What if there were no stop signs, and your company was in charge of designing one? Would you really be trusting "marketing gurus" to come up with ideas to design them?
Hilarious, but the simple fact is that while stop signs aren't designed this way, many of the websites that we see on the net are. Think about it. How does that enterprise software you are developing look like today?

I thought so. But of course you'd say "these are business requirements -- the client will complain if we remove them, or place them elsewhere." So how do we strike the balance between being noisy, and being useful, and all the while being feature complete?
In the book Don't Make Me Think, Steve Krug discusses about two types of noise:
- Busy-ness. Some Web pages give me the same feeling I get when i'm wading through my letter from Publisher's Clearing House trying to figure out which sticker I have to attack to the form to enter without accidentally subscribing to any magazines. When everything on the page is clamoring for my attention the effect can be overwhelming. Lots of invitations to buy! Lots of exclamation points and bright colors! A lot of shouting going on!
- Background noise. Some pages are like being at a cocktail party; no one source of noise is loud enough to be distracting by itself, but there are a lot of tiny bits of visual noise that wear us down.
[...]
Users have varying tolerances for complexity and distractions; some people have no problem with busy pages and background noise, but many do. When you're designing Web pages, it's probably a good idea to assume that everything is visual noise until proven otherwise.
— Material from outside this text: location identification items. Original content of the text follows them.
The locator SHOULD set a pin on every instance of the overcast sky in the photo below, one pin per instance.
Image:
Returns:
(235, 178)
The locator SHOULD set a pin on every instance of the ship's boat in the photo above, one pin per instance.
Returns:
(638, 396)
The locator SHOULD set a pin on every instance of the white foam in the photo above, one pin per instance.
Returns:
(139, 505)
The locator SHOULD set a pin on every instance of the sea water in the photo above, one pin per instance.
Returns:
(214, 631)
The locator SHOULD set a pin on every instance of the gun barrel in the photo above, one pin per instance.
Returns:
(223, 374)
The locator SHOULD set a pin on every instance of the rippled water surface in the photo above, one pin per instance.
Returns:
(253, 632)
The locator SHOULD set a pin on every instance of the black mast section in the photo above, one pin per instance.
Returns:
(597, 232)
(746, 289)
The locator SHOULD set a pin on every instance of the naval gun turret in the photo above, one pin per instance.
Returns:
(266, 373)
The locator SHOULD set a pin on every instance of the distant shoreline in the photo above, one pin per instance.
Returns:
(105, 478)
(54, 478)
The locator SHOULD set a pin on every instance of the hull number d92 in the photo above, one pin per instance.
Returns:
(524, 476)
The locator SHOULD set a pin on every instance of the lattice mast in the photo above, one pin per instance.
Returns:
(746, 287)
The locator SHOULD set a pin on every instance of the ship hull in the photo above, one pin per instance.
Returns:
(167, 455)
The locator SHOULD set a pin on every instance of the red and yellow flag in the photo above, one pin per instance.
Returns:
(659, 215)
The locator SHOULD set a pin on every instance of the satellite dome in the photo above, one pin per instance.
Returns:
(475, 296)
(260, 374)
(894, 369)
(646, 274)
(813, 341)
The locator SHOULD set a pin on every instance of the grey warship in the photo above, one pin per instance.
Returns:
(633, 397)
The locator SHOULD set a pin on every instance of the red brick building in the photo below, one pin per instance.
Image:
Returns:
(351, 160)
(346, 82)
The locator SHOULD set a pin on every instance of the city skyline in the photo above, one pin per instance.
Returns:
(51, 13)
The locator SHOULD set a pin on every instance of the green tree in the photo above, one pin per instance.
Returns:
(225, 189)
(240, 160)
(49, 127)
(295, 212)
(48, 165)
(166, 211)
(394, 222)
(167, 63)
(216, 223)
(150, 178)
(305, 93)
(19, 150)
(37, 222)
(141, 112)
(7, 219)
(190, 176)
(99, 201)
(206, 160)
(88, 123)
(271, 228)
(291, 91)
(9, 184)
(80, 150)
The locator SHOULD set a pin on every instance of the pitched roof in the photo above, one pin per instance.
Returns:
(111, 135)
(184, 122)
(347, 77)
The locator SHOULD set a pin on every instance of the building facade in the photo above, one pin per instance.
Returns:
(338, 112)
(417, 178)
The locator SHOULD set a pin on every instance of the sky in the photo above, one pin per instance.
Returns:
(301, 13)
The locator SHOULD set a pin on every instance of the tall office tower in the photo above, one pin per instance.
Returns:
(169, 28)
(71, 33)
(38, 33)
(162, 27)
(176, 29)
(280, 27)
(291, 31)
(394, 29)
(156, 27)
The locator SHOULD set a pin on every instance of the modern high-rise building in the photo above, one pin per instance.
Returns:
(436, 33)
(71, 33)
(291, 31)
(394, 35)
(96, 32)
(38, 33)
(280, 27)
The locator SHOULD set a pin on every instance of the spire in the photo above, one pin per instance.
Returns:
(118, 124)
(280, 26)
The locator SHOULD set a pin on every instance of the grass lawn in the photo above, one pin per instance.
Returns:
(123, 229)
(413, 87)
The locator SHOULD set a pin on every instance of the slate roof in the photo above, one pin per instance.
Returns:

The next time you dive in to add yet another field into your form, or your boss asks you to implement yet another pop up menu to "catch the users' attention", stop to think about them stop signs. Could you find a place where it will be less intrusive? Can you place it on the page such that it won't clutter your design, or won't disrupt the current work flow of your user?
It's worth the effort to think about why that very simple sign just works.